レンブラント・ファン・レイン「夜警」(1642年)リクスミュージアム所蔵
絵画において最も偉大かつ自然なものは、見る者の心に最大の感動を与えるものである。

「夜警」とは

縦363cm・横437cm——リクスミュージアムのギャラリーに足を踏み入れた瞬間、正面に圧倒的な存在感で迫ってくるこの絵は、レンブラント・ファン・レイン(1606〜1669年)が1642年に描いた「夜警」です。正式名称は「フランス・バニング・コック隊長とウィレム・ファン・ライテンブルフ副隊長の市民警備隊」——当時のアムステルダムを守った民兵隊の集合肖像画です。

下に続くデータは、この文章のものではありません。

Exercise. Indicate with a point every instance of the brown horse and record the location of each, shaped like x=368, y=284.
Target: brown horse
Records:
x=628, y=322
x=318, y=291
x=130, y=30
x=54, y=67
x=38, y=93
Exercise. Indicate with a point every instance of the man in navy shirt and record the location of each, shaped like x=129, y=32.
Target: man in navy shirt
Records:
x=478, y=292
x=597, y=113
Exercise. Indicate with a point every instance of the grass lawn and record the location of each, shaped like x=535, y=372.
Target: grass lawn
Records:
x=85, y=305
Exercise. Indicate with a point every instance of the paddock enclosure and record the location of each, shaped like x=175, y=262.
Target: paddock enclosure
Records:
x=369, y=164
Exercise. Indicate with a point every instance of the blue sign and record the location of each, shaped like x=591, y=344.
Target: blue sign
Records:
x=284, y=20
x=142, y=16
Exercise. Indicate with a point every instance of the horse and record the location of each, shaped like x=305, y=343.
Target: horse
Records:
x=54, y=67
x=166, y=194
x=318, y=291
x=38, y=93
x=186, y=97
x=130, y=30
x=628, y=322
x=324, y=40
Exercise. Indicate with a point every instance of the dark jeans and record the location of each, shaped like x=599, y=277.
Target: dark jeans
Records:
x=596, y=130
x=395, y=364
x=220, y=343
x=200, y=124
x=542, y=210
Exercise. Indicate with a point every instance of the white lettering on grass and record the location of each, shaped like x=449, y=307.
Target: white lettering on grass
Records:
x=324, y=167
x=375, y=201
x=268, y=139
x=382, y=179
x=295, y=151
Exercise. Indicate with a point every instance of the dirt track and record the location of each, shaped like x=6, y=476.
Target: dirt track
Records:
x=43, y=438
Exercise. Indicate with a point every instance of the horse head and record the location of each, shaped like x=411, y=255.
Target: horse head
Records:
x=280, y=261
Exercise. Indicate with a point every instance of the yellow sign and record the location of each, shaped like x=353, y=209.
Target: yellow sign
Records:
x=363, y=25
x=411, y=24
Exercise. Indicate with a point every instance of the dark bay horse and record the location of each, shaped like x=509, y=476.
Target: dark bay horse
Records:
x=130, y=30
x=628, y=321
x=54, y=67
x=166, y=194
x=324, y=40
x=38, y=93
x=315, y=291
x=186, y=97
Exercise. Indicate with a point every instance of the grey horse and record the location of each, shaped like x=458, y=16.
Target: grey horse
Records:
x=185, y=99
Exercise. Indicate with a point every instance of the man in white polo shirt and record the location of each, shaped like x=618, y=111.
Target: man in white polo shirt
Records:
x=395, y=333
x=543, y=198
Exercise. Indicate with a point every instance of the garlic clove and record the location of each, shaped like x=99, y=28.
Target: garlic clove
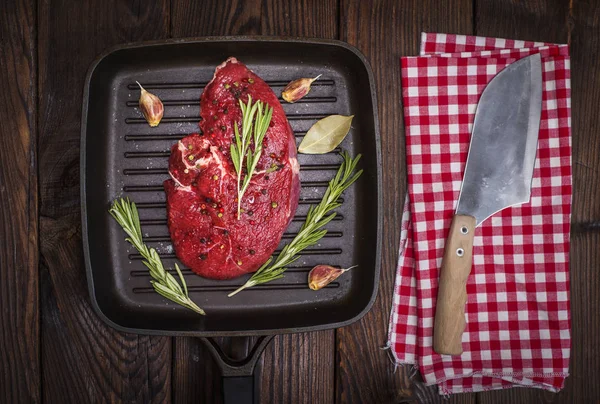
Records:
x=297, y=89
x=151, y=106
x=322, y=275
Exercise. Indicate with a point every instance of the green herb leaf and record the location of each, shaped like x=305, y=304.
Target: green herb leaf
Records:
x=312, y=230
x=326, y=134
x=165, y=284
x=241, y=150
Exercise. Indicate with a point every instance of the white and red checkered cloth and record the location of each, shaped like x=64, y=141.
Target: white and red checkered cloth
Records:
x=518, y=318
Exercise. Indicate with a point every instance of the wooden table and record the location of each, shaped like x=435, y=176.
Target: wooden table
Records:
x=54, y=348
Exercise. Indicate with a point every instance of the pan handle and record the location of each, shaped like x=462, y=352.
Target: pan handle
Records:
x=238, y=375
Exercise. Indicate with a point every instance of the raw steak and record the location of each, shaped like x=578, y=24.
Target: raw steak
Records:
x=202, y=191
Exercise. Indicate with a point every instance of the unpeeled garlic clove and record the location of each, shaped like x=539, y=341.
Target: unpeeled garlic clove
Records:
x=151, y=106
x=322, y=275
x=297, y=89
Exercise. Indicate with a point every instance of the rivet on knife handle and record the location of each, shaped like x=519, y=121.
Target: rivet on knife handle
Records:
x=452, y=293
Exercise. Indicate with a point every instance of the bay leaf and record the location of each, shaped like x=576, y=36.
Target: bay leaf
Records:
x=326, y=134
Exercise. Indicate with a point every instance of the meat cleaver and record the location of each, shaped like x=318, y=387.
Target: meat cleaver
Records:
x=497, y=175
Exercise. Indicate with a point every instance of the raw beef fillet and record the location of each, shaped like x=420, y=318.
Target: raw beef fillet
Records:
x=202, y=192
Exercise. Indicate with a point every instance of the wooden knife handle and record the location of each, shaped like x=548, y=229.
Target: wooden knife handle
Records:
x=452, y=290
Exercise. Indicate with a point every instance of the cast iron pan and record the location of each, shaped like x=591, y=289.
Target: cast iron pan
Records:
x=122, y=156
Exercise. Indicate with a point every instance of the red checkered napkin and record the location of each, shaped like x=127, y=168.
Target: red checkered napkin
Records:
x=518, y=319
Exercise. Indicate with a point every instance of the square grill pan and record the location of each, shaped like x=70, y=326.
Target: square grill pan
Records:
x=122, y=156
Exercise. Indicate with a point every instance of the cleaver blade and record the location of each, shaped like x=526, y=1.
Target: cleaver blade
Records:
x=498, y=174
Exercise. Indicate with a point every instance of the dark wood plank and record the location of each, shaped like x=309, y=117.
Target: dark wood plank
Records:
x=287, y=357
x=384, y=31
x=584, y=21
x=307, y=18
x=19, y=300
x=84, y=360
x=549, y=22
x=213, y=17
x=299, y=368
x=536, y=20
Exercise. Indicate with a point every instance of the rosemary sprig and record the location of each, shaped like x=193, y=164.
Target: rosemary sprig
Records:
x=241, y=147
x=165, y=284
x=312, y=229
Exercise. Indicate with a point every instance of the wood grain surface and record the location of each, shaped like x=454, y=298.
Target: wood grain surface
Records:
x=19, y=281
x=79, y=349
x=54, y=347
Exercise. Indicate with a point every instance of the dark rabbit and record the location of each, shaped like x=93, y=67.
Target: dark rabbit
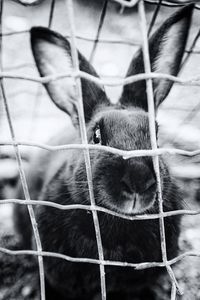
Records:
x=125, y=186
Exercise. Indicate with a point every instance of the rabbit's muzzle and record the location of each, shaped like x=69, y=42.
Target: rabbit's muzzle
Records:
x=125, y=186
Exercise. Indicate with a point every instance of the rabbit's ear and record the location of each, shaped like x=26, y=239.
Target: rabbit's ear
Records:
x=166, y=49
x=52, y=54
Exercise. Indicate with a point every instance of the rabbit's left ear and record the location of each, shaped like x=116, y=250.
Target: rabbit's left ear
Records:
x=52, y=53
x=166, y=49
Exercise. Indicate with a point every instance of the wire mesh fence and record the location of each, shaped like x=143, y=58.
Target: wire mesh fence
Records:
x=155, y=152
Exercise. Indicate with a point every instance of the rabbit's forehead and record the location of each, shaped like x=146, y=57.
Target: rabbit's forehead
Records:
x=127, y=120
x=125, y=129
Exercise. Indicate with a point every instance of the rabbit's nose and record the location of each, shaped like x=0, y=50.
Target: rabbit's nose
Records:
x=127, y=184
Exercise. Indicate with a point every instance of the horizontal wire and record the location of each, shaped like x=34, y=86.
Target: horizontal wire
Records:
x=126, y=154
x=149, y=216
x=137, y=266
x=194, y=81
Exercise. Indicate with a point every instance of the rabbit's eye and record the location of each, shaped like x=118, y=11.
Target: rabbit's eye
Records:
x=97, y=136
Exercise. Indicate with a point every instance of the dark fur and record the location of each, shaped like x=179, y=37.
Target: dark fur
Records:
x=61, y=177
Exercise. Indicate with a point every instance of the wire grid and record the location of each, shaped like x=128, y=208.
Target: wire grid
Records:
x=154, y=152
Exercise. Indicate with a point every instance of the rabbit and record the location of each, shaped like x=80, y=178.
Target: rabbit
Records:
x=128, y=187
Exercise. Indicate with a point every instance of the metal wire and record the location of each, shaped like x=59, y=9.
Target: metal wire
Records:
x=155, y=152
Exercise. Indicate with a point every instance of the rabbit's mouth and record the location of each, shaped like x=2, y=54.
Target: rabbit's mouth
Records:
x=132, y=204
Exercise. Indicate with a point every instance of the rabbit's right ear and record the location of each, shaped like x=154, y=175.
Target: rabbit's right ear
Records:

画面中央には黒い衣装のコック隊長と黄色の軍装のライテンブルフ副隊長が歩を進め、その周囲に槍や銃を持つ隊員たちが動的に配置されています。従来の集合肖像画が依頼主全員を均等に描くのが「礼儀」であった時代に、レンブラントは光の中に浮かび上がる人物と影に沈む人物を意図的に差別化しました。これが当時の依頼主たちに不満をもたらしたという伝説は今も語り継がれていますが、その真偽は歴史家の間で議論が続いています。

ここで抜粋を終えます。